Use the provided notebook template to implement these algorithms.
This week, we officially start gambling in RL with Blackjack! We’ll explore Temporal Difference (TD) learning, a powerful method that generalizes Monte Carlo learning and allows for more flexible policy evaluation.
Theory:
- Carefully read Chapter 5 of Grokking Deep Reinforcement Learning and solve the upcoming assignment.
Assignment:
- Before training your RL agent to play Blackjack, play the game yourself to get familiar with its rules. Read the official documentation to understand the gameplay.
- We’ll use the Gym library’s “Blackjack-v1” environment to implement TD-learning.
- While Monte Carlo methods require complete episode rollouts, TD-learning updates value estimates in an online fashion, making it more efficient.
- The λ parameter in TD-learning allows for flexibility:
- Setting λ = 1 recovers Monte Carlo learning.
- Experiment with different λ values to understand their impact on policy learning.
Implementation:
- The helper code is already provided in the notebook—just run the initial cells.
- Implement the BlackjackTDAgent class to train your RL agent.
- Finally, watch your agent play Blackjack and (hopefully) win loads of money—if only it were real! 💰😆
This week marks our transition into real-world-like RL problems. Unlike the earlier phases, which had small and well-defined action and state spaces, we now delve into complex environments where Deep Learning enables us to train Deep Reinforcement Learning (DRL) networks to handle high-dimensional state spaces and continuous action spaces.
Previously, we explored Value Iteration (VI), Policy Iteration (PI), and basic Q-Learning—fundamental concepts in RL. However, these methods struggle to scale to large or infinite state spaces. To tackle this, we introduce function approximation techniques using Neural Networks, which form the backbone of Deep RL.
A neural network is used to approximate the Q-value function, enabling us to handle large state spaces, such as raw pixels from Atari games.
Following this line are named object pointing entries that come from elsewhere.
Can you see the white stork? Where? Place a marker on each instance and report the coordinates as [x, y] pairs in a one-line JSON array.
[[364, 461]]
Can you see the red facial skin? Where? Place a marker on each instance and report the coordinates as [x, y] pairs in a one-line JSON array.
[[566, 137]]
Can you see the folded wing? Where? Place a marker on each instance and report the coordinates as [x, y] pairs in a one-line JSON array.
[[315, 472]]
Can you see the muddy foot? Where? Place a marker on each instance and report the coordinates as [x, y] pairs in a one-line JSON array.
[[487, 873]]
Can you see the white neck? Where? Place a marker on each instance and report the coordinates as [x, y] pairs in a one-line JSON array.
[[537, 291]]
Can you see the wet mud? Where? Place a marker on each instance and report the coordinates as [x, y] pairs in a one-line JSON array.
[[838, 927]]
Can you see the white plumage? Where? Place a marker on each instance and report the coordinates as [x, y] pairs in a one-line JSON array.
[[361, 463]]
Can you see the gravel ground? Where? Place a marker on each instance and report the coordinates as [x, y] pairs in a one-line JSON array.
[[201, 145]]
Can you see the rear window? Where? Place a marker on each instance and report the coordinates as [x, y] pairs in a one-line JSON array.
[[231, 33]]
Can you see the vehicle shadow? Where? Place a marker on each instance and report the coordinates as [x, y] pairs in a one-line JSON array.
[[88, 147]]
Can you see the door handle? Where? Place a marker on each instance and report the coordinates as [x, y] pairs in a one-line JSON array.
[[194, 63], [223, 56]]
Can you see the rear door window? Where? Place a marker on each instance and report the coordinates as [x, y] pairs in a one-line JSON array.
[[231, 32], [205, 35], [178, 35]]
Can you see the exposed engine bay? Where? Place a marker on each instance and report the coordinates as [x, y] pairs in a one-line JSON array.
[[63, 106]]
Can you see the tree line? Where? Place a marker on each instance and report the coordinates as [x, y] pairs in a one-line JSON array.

While other techniques like Policy Gradient & Actor-Critic exist, we will focus on DQN and similar methods for now.
- Start by watching this introductory video to understand Neural Networks (NNs).
- You can initially treat Neural Nets as Black Box Function Approximators and dive deeper later.
- Q-Learning vs Deep Q-Learning + Slippery Frozen Lake using DQN video
- OG DRL Paper Explanation - paper
- Dueling DQN - Full Implementation Playlist - Playlist
By now, you should be comfortable working with DQN. Using the Frozen Lake DQN template, your tasks are:
- Implement the Gymnasium Lunar-Lander environment using DQN
- Solve Atari Breakout
For Reference:
- A Cart Pole environment with a solved implementation is available in the repo. Use it as a guide.